Ben had let Ben Two teach all his classes for him while Ben just sat home and played computer and ate Pizza Pockets. But now he would have to go out and stop Ben Two.
But first he played an hour of World of Warcraft and had a couple Pizza Pockets.
The first place he went was the police station.
“Hi, I’d like to report a . . .” It wasn’t a crime, really. “I’d like to report a situation. There is a simulacrum teaching my classes.”
The police officer on duty gave him an easy-going, if totally uncomprehending, smile.
“It’s a magically-animated robot,” Ben said.
“…who’s teaching your classes for you,” the officer finished. Ben nodded. “And who exactly are you?”
“I’m the hieroglyphics teacher for the archipelago. But I also practice alchemy. I made the simulacrum.” The officer was staring at him in such a way that Ben felt compelled to keep giving information. “Then I told him to teach my classes for me, but now he wants to make more of these robots to replace other people.”
“And I’m worried. There has to be a law against that or something.”
Finally, the officer looked down. “Okay then, so where is this robot-thing now?”
They took the police boat over to the island where Ben’s classes were that day. Ben felt incredibly awkward as he followed the two police officers into the school and into the classroom where Ben Two was teaching. The students were watching a movie with hieroglyphic subtitles. They all gasped to see a copy of their teacher walk into the room, identical except much more disheveled and overweight.
“Excuse me, sir, but this man says you’re a copy of him,” the officer said.
Ben Two stopped the movie. “Actually, I created him,” he said. “Thank you for returning him to me.”
“That’s crazy,” Ben said. “I’m obviously not the simulacrum.
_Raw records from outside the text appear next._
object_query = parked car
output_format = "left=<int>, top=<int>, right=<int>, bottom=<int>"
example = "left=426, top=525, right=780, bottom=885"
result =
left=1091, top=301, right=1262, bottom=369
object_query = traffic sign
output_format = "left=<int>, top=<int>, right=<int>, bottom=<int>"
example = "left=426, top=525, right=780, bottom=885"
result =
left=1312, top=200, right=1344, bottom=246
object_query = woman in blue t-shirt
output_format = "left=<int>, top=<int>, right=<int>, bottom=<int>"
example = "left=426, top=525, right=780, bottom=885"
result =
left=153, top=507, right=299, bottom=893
Do an X-ray on us and you’ll see.”
“Would you submit to that?” the officer asked Ben Two. Ben Two shook his head. The officer turned and shrugged at Ben. “Sorry, we tried.”
“But who would make an overweight robot?” Ben protested. This all seemed like a bad dream.
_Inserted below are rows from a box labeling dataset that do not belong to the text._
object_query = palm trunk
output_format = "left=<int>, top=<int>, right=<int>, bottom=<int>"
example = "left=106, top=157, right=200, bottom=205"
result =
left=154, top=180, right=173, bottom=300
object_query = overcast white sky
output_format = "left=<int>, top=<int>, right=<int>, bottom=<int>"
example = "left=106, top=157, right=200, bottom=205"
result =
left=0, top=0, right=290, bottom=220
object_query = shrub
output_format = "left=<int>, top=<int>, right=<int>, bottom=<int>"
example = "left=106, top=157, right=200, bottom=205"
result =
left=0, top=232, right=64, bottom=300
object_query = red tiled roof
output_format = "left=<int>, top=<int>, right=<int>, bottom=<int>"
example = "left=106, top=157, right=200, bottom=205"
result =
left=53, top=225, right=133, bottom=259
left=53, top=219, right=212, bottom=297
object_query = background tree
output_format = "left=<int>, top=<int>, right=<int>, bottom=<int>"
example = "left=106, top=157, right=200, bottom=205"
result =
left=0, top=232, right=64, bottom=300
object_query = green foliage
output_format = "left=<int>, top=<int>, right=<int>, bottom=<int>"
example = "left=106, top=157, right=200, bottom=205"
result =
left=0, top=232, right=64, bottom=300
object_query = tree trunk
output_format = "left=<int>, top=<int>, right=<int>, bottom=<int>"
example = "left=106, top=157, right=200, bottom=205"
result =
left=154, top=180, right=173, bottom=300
“I was curious to see if I could,” Ben Two said. “I also programmed him to believe that he was a human and I was a robot.”
The officers nodded. “Well, you sure did a good job with that part.”
“But why would anyone do that?” Ben asked, becoming almost hysterical.
“My life lacked zest,” Ben Two said in a contemplative tone.
“I’m sorry to have disturbed you, sir,” the officer said. “What should we do with this thing?”
“I’m a human!” Ben screamed. “Quick, watch me eat something.” Then he remembered that he had made Ben Two able to eat as well. “He can’t go to the bathroom though. Come and watch me go the bathroom!”
“Oh dear, its modesty circuits are malfunctioning again,” Ben Two said. “That happens sometimes. Just drop it at home and I’ll fix it when I get home.”
Ben was dragged off by the police, screaming, “I’m not an it. I’m a human being!”
In the police boat, the police officers poked around for Ben’s off-switch for a bit, then just knocked him on the head a few times. They dropped him off at his house and posted a guard outside.
It really was like a bad dream. He went to get some Pizza Pockets out of the freezer and heard a giggle. He looked up to see the fridge smiling at him.
Fridges are not designed to smile at all, but somehow the blocky, metal appliance gave off the unmistakable impression of smiling.
“Oh, great.” Ben said. “The Elixir of Life…”
“Yep, it spilled,” the fridge said. “The eggs are bouncing around inside me like crazy and I think the butter is crying softly in a corner. Do you want to look?”
Ben was sure that he didn’t want to look, but he opened the fridge door (with another giggle from the fridge). The inside was a sea of activity.